Function - Word count in a sentence

  • Comments posted to this topic are about the item Function - Word count in a sentence

  • declare @var1 varchar(max) = 'It''s now or never I ain''t gonna live forever'

    select len(@var1)-len(replace(@var1,' ','')) + 1

  • Thank you for script.

    But it's need to SqlServer 2012 because of lag function.

    why not just split & count?

    CREATE FUNCTION dbo.kg_ifn_StrToTable

    (

    @List NVARCHAR(MAX),

    @Delimiter NVARCHAR(1)

    )

    RETURNS TABLE

    WITH SCHEMABINDING

    AS

    RETURN

    (

    SELECT Sonuc = y.i.value('(./text())[1]', 'nvarchar(MAX)')

    FROM

    (

    SELECT x = CONVERT(XML, '<i>'

    + REPLACE(@List, @Delimiter, '</i><i>')

    + '</i>').query('.')

    ) AS a CROSS APPLY x.nodes('i') AS y(i)

    );

    GO

    Select COUNT(1) from dbo.kg_ifn_StrToTable('It''s now or never I ain''t gonna live forever', ' ')

    -- 300.000 word / 4 sec

    And it's running on SqlServer 2008

  • SQL Guy 1 (11/8/2016)


    declare @var1 varchar(max) = 'It''s now or never I ain''t gonna live forever'

    select len(@var1)-len(replace(@var1,' ','')) + 1

    My thoughts exactly.
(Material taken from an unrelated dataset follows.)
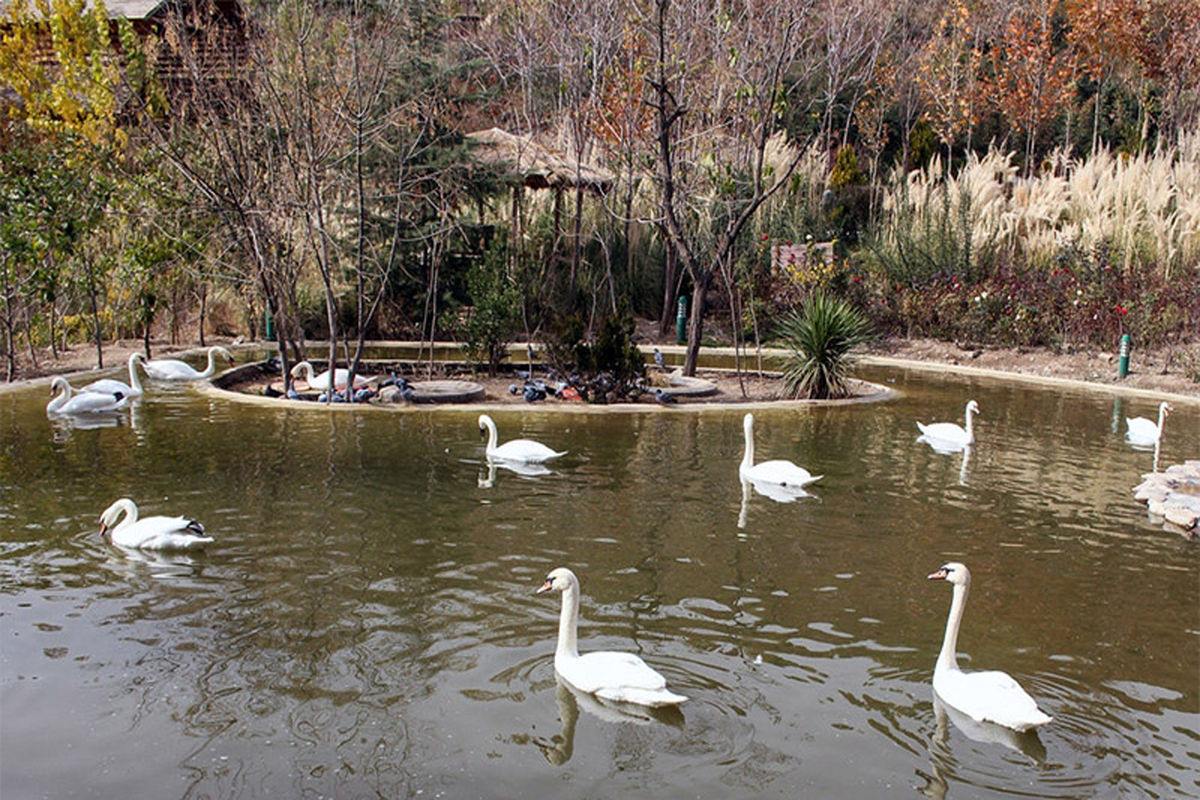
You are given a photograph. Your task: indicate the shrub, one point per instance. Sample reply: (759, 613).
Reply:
(822, 336)
(497, 302)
But you probably need to boil down double, triple, etc. spaces to a single space first. Something along the lines of:

    Replace (Replace (Replace (@Source, @CharacterToRemove + @CharacterToRemove, @CharacterToRemove + Char (8)), Char (8) + @CharacterToRemove, ''), Char (8), '')

  • julian.fletcher (11/11/2016)


    SQL Guy 1 (11/8/2016)


    declare @var1 varchar(max) = 'It''s now or never I ain''t gonna live forever'

    select len(@var1)-len(replace(@var1,' ','')) + 1

    My thoughts exactly. But you probably need to boil down double, triple, etc. spaces to a single space first. Something along the lines of:

    Replace (Replace (Replace (@Source, @CharacterToRemove + @CharacterToRemove, @CharacterToRemove + Char (8)), Char (8) + @CharacterToRemove, ''), Char (8), '')

    I'd be tempted to extend that to all non alphanumeric characters or apostrophies so it handles punctuation and multiple lines.

    Still would have problems if it needed handle something like an IP address, url or formatted phone numbers but you'd need to define the definition of a word a bit better in relation to such things.

  • Same Function - compatible with 2008:

    CREATE FUNCTION dbo.udf_WordCount_2008

    (

    --declare

    @STR VARCHAR(8000)

    --= 'It''s now or never I ain''t gonna live forever'

    )

    RETURNS TABLE AS RETURN

    WITH Tally (n) AS

    (

    SELECT TOP (LEN(@str)) ROW_NUMBER() OVER (ORDER BY (SELECT NULL))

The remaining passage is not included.